Global investment giant Brookfield is floating plans to spin off part of its asset management business into a separate, “asset-light” company worth up to $100 billion, according to statements by the Canadian firm’s top leadership this past week.
In a shareholder letter announcing record net income of $12.4 billion in 2021, chief executive Bruce Flatt said the equity value of the Canadian firm’s separated asset management business would likely be in the range of $70 billion-$100 billion, which excludes the $50 billion in equity capital that Brookfield has invested in its various subsidiaries.
The new business would be separately listed from the existing Brookfield Asset Management, Flatt told analysts in a Thursday call.
“The BAM parent may own a part of it and we’re going to separate and distribute to our shareholders a part of the business,” he said.
Asia Operation Growing Fast
Brookfield, which manages $650 billion in assets globally, said its Asia Pacific business continues to grow at a faster pace than any other regional operation, heading towards $100 billion in total assets across Australia, China, Korea, Japan and India.
A strategic decision to have a regional office on the ground in Shanghai has helped amass $13 billion in assets across China, including wind and solar projects, distributed electricity generation, offices, warehouses, retail and mixed-use developments, multi-family residences and industrial businesses.
Last month, Brookfield announced its backing of a China-focused infrastructure vehicle led by Sequoia China, the mainland branch of the famed Silicon Valley venture capital firm.
The Sequoia China Infrastructure Fund aims to invest in infrastructure developments supporting the mainland’s digital economy, new energy and life science sectors with both physical facilities and financing. The fund recently closed at an undisclosed sum after submitting an SEC filing last October.

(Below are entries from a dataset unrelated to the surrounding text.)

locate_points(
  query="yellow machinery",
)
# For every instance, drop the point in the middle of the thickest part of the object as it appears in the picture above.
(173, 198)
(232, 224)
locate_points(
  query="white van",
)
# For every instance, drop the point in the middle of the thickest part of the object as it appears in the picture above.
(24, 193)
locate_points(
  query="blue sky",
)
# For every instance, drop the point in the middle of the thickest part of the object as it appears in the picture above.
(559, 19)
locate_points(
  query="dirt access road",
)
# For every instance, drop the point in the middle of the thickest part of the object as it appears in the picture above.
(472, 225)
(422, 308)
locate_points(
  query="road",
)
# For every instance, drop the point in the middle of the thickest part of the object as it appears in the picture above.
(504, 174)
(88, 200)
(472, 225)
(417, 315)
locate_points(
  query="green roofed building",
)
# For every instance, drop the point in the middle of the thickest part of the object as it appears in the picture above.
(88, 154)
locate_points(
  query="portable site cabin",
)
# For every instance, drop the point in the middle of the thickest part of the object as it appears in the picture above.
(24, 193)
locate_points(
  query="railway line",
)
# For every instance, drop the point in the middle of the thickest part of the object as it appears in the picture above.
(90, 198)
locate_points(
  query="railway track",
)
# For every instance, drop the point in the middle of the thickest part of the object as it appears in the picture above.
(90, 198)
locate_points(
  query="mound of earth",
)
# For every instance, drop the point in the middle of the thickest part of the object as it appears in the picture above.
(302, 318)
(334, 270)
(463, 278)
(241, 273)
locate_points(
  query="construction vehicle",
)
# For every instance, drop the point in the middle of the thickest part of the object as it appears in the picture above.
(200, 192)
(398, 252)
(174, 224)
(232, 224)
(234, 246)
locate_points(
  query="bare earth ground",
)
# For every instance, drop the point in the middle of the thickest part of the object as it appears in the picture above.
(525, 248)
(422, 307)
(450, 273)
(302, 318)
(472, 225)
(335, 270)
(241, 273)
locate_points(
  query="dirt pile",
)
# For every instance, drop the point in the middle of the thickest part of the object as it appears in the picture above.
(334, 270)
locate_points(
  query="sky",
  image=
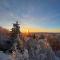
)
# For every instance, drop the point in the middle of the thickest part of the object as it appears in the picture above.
(35, 15)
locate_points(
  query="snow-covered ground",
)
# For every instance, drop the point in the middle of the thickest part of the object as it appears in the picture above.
(41, 53)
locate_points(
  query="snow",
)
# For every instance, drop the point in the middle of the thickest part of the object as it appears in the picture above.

“We believe that the local presence and technology prowess of Sequoia, and our experience in property and infrastructure, will create a powerful combination for Chinese entrepreneurs as they build out their operations,” Flatt said in the shareholder letter.

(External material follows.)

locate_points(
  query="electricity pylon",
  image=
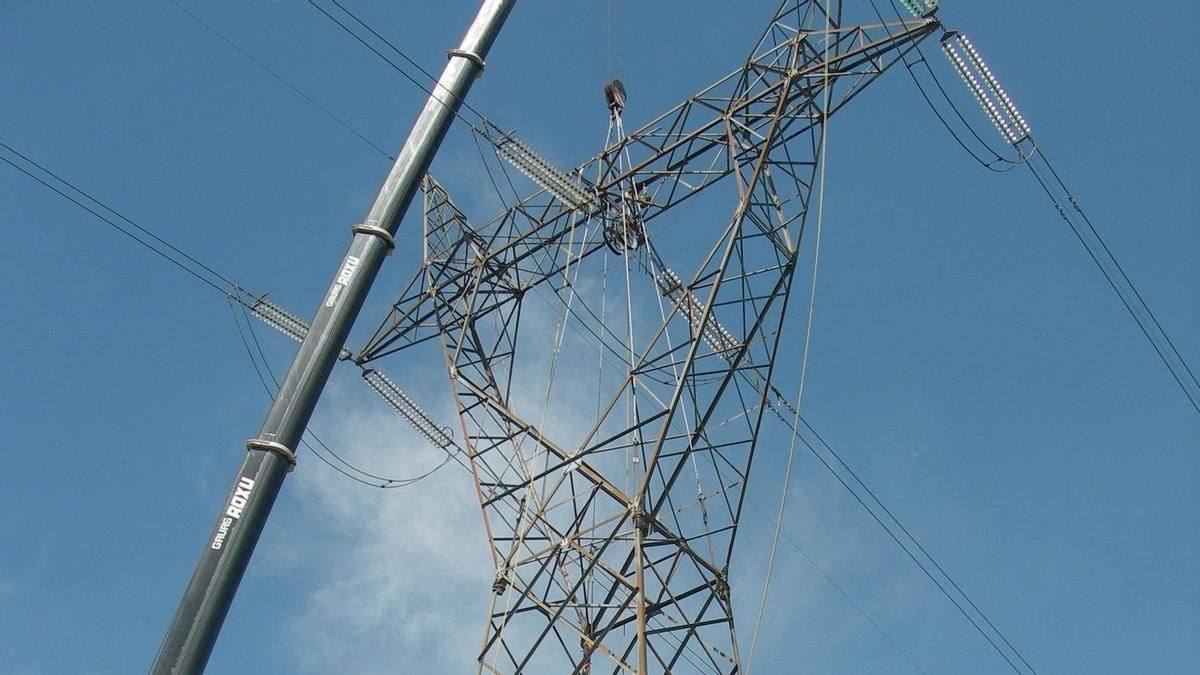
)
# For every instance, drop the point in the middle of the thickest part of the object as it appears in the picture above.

Brookfield’s South Korean moves have included the “extremely successful acquisition and turnaround” of IFC Seoul, a 5.5 million square foot (510,967 square metre) mixed-use complex acquired from AIG Global Real Estate in 2016. In Australia, meanwhile, the firm has $30 billion in assets that include utilities, ports, offices, hospitals, nursing homes, data centres, and residential and industrial properties.
Indian Data Centre Strategy
In India, Brookfield’s infrastructure division last year formed a 50:50 joint venture with NYSE-listed Digital Realty to establish a data centre platform in India called BAM Digital Realty.
That JV made its first acquisition in July, when it paid INR 600 crore ($80 million) to acquire a 30 acre (12.1 hectare) plot in India’s Navi Mumbai from developer K Raheja Corp, with plans to develop a data centre on the site, according to the local Business Standard newspaper.
The India initiative was Brookfield’s second data centre strategy in the region, after the firm’s 2019 acquisition of Australian-based hyperscale data centre operator DCI Data Centre.
In the shareholder letter, Flatt mused that one-third of Brookfield’s business could be in APAC markets one day, led by China and India with their vast populations and need for backbone infrastructure.